The constitution also established Afghanistan as a unitary state and administrative subdivisions like provinces, districts, subdistricts, and rural and urban municipalities were under the orders of the central government. Powers were also restricted and local leaders were appointed by the president. The constitution called forelected local councils, however the law responsible for the implementation of said councils wasn't passed.

Judicial restructuring and elective provincial councils were endorsed, but the constitution did not prescribe their structure or working arrangements. The failure to spell out a complete structure for the government lent a provisional character to the constitution. At least seventy articles required parliamentary legislation in order for them to take effect.

The constitution's democratic features were especially provisional. Ample authority was retained for the executive branch to slow, halt or reverse legislation. Nor was caution only displayed toward would-be overweening legislators. The most notorious provision in the constitution was its prohibition of official or political activity by any member of the royal family other than the monarch. The implications of this clause would soon haunt the constitutionalists. No means was provided for an increasingly restless Muhammad Daud, a cousin of the King and former Prime Minister of Afghanistan from 1953 to 1963, to return to power without nullifying the constitution.

==Impact and evaluation==
Shortly after its enactment, the vulnerability of the constitution to political realities became dramatically clear. The adversarial relationship it created between the cabinet and the parliament brought about tragedy and a serious loss of political momentum. In October 1965, following the election of the new legislature, an impasse over its approval of the new cabinet brought about rioting and intervention by the army leading to the death of at least three student demonstrators. The proposed cabinet was withdrawn, following which a reshuffled one under the leadership of Mohammad Hashim Maiwandwal, a senior diplomat, was approved with little opposition.
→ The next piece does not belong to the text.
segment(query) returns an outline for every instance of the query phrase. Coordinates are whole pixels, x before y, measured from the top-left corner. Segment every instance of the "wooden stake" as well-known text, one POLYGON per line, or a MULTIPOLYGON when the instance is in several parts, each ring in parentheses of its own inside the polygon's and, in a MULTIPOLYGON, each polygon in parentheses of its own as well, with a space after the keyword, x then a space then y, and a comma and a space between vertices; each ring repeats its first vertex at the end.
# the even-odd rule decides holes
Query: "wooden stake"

Officials and legislators were faced with running the new system with hopes considerably dampened.

The liberal or constitutional experiment, which lasted for the next eight years, has been generally seen as a political failure. The cabinet and legislature were constantly deadlocked, unable to enact laws vital to the constitution or seriously weakening it through long delays. Legislators proved to be effective critics of the bureaucracy, which responded by holding back legislation to avoid scrutiny or lengthy disputes.
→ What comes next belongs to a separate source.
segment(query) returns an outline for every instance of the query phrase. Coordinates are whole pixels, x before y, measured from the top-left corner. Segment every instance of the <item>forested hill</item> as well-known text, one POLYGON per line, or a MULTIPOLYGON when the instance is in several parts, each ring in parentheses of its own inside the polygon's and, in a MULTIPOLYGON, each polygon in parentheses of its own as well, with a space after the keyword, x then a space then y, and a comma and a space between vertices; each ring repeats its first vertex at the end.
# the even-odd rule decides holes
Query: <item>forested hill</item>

There was a wide social and cultural gap between the legislators and senior ministry officials. Few of the former had had the exposure to the modern education and foreign experience enjoyed by senior ministry officials. More than 90 percent of the Wolesi Jirgah members represented rural constituencies. Legislators had the right to lobby ministers and senior bureaucrats directly. Doing so was more rewarding than dealing with middle rank provincial officials who had less authority and information. The constitution discouraged executive-legislative cooperation on policy, but it did not prevent the give and take of patronage.

==2021 Taliban usage==
After the 2021 Taliban takeover of Afghanistan, the new authorities declared the restoration of parts of the 1964 constitution that are "not in conflict with Islamic Sharia (law)" to govern the country in the interim. However, this decision was overturned by Supreme Leader Hibatullah Akhundzada; it was announced to the public in August 2022 that he had earlier made the decision not to use the 1964 constitution on the basis that it is incompatible with Sharia.